Все это произошло в одно мгновение и было замечено, может быть, только молодым Дютертром, у которого есть невинная (или опасная) привычка все время смотреть на свою молодую тетку, в которую он, если я не ошибаюсь, отчаянно влюблен.
Будь я романистом, как ты, я сказал бы, что наше обоюдное смятение и взгляд, которым мы обменялись с госпожой Дютертр, решили мою судьбу. Но мне известно, что ты, хоть и вставляешь подобные вещи в свои книжки, сам не веришь в них ни на грош, поэтому я обойдусь без них и скажу лишь, что они предопределили для меня весь конец недели.
Как только я смог подойти к госпоже Дютертр, не опасаясь, что за мной наблюдают, я спросил ее, почему она предпочитает азалию другим цветам, и между нами завязался по этому поводу разговор, который она весьма ловко прерывала, а я весьма неловко, но упорно начинал сызнова. В конце концов ей пришлось меня понять; она как-то странно вздрогнула, отвернулась и замолчала. Я взял ее за руку, она повернулась ко мне с удивленным видом; я был еще более удивлен, чем она, увидев, что ее лицо залито слезами.

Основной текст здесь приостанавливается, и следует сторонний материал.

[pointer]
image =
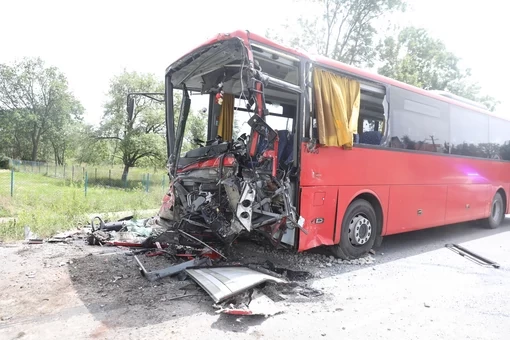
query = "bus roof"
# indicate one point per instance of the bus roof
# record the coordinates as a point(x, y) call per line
point(247, 37)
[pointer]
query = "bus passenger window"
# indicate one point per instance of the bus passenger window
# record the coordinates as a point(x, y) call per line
point(371, 117)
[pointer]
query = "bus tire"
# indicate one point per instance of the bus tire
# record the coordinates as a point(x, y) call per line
point(359, 231)
point(497, 213)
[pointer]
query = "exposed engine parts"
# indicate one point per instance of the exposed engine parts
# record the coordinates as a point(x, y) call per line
point(220, 188)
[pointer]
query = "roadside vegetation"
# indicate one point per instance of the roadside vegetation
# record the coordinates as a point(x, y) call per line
point(49, 205)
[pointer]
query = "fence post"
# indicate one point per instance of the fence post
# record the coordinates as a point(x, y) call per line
point(12, 182)
point(86, 183)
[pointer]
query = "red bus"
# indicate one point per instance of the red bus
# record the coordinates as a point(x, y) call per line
point(362, 156)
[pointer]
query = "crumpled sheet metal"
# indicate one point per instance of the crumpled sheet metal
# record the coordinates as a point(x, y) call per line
point(222, 283)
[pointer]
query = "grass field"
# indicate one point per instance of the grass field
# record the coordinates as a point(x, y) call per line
point(48, 205)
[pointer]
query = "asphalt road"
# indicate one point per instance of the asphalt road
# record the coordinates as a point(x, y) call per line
point(417, 289)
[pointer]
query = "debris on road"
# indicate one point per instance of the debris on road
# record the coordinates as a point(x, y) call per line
point(251, 303)
point(478, 259)
point(222, 283)
point(172, 270)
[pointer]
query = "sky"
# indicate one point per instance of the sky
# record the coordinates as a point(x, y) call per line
point(91, 41)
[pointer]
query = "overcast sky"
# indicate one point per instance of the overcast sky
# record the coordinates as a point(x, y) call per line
point(90, 41)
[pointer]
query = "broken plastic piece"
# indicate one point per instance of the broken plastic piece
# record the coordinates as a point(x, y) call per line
point(158, 274)
point(222, 283)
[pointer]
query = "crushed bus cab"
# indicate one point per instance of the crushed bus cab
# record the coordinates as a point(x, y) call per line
point(364, 156)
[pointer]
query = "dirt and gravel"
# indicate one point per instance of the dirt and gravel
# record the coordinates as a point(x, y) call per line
point(53, 291)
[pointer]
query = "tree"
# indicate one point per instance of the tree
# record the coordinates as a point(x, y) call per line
point(38, 102)
point(142, 135)
point(340, 29)
point(416, 58)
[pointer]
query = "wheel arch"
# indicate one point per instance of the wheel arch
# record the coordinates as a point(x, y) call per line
point(502, 191)
point(372, 198)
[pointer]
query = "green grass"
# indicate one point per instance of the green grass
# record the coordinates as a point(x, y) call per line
point(99, 175)
point(48, 205)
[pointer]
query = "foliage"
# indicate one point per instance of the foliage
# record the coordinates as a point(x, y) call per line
point(416, 58)
point(49, 205)
point(343, 30)
point(142, 135)
point(36, 107)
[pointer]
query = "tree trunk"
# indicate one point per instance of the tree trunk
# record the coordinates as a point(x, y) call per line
point(34, 151)
point(125, 173)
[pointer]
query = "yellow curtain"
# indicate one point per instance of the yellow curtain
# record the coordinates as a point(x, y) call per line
point(226, 121)
point(337, 101)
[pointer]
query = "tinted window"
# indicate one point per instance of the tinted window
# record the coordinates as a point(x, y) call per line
point(469, 133)
point(417, 122)
point(499, 137)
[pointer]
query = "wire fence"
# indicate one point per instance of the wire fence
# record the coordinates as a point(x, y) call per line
point(86, 176)
point(47, 197)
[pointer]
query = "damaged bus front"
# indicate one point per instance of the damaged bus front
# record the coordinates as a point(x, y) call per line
point(229, 185)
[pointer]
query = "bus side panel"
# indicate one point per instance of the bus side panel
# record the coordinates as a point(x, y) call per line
point(466, 202)
point(414, 207)
point(318, 208)
point(347, 194)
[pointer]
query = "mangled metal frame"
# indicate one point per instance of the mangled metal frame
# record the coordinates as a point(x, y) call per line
point(231, 187)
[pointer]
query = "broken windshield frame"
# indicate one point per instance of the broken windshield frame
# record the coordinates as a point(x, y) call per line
point(222, 61)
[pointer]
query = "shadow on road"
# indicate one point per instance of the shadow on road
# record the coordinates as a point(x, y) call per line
point(115, 293)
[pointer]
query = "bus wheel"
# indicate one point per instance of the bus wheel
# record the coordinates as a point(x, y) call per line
point(497, 212)
point(359, 231)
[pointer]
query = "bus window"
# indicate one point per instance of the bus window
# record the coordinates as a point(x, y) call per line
point(418, 123)
point(371, 118)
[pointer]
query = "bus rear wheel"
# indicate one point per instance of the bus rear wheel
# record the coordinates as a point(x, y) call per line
point(359, 231)
point(497, 213)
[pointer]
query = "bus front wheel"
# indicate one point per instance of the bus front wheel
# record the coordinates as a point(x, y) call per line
point(497, 213)
point(359, 231)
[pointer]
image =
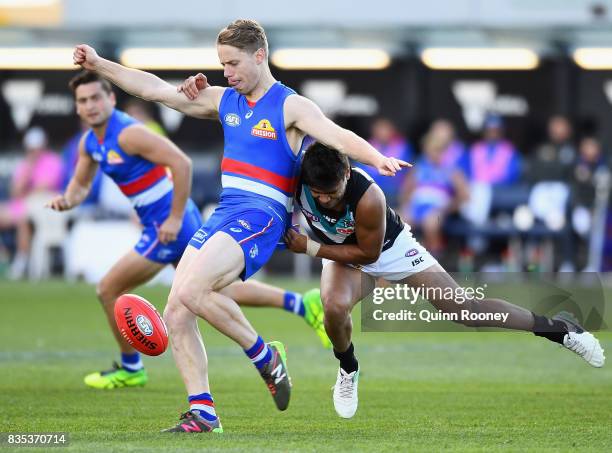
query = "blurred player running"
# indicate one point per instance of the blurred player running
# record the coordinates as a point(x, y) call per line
point(264, 124)
point(363, 239)
point(134, 158)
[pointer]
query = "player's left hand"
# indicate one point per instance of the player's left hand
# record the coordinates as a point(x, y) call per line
point(168, 231)
point(389, 166)
point(296, 242)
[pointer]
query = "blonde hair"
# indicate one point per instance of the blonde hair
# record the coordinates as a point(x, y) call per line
point(244, 34)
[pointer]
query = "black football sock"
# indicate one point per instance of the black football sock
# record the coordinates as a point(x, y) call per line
point(348, 361)
point(549, 328)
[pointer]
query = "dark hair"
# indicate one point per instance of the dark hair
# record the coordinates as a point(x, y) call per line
point(85, 77)
point(323, 167)
point(244, 34)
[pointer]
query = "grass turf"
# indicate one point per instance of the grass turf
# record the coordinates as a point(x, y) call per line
point(418, 391)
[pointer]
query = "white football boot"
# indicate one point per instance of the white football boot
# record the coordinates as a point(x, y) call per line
point(580, 341)
point(345, 393)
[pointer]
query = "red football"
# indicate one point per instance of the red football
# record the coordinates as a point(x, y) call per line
point(141, 325)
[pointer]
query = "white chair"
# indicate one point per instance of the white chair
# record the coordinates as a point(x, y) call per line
point(50, 228)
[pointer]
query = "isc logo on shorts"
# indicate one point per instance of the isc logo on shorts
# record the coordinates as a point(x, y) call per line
point(419, 260)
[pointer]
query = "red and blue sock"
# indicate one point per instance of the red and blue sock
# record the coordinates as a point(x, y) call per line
point(293, 303)
point(203, 405)
point(259, 353)
point(131, 362)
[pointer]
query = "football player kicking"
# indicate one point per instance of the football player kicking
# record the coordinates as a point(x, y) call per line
point(362, 239)
point(264, 124)
point(135, 158)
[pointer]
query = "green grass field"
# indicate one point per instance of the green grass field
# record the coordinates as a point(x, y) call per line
point(418, 391)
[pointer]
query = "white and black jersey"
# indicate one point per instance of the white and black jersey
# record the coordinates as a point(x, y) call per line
point(332, 227)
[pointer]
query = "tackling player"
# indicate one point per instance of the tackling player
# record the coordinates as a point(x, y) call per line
point(264, 124)
point(135, 158)
point(362, 239)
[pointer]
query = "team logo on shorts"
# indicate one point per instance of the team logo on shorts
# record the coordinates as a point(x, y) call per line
point(246, 225)
point(231, 119)
point(144, 325)
point(264, 129)
point(200, 236)
point(163, 254)
point(113, 157)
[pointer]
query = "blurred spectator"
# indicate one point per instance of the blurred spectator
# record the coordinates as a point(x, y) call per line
point(141, 110)
point(554, 159)
point(493, 160)
point(40, 170)
point(455, 154)
point(433, 189)
point(589, 164)
point(387, 139)
point(70, 154)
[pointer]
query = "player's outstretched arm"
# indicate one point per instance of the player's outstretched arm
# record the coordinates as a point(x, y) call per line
point(80, 183)
point(306, 116)
point(148, 86)
point(138, 140)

Тьерре, я не люблю слез, я видел их немало. Но эти слезы, уверяю тебя, были непритворные, прекрасные слезы — те, которых не сдерживают, потому что не чувствуют, как они льются, те, которые мужчине, их виновнику, хотелось бы осушить губами.
Я понял, что совершил промах. Я задавал свои вопросы слишком прямо, даже, может быть, запальчиво. С жаром я поцеловал ее руку. Она не слишком быстро отняла ее и сказала:
«Вы находите, наверно, что я очень слаба и нервна, если на меня действуют такие пустяки. Но мне вдруг почудилось, что вам с целью подсунули те цветы, которые я ношу сегодня, чтобы сыграть со мной оскорбительную шутку. Однако теперь я вижу, что в этой шутке нет ничего оскорбительного, скорее всего это простая случайность».
«Значит, вы думаете, — сказал я, — что цветущая ветка, только что срезанная ножницами, может случайно упасть в шляпу спящего человека? Я не вижу здесь, да и во всем мире не знаю мужчины, который осмелился бы посмеяться надо мной ради того, чтобы вызвать на дерзкий поступок.
О нет, сударыня, это женские проказы, и я был бы счастлив, если бы оказалось что ветку бросили вы».
«По-вашему, это проказы?»
«Но ведь вы сами только что назвали это шуткой?»
«Ну, конечно! — сказала она. — Как же еще следует называть такие вещи?»
Тут она меня покинула и появилась снова только через полчаса. Теперь на ее косынке уже не было цветов, но сама она казалась совершенно разбитой. Тьерре, ты знаешь, я не фат. Я уже не мальчик. Заявляю тебе: я вовсе не уверен, будто именно госпожа Дютертр бросила цветок азалии в мою шляпу. Это не соответствует ни ее внешней сдержанности, ни скромным и достойным ее манерам, ничуть не похожим на взбалмошность провинциалки. Не хочу ломать себе голову над тем, кто именно это мог быть; готов согласиться, что такую злую шутку могла сыграть со мной одна из трех дочек.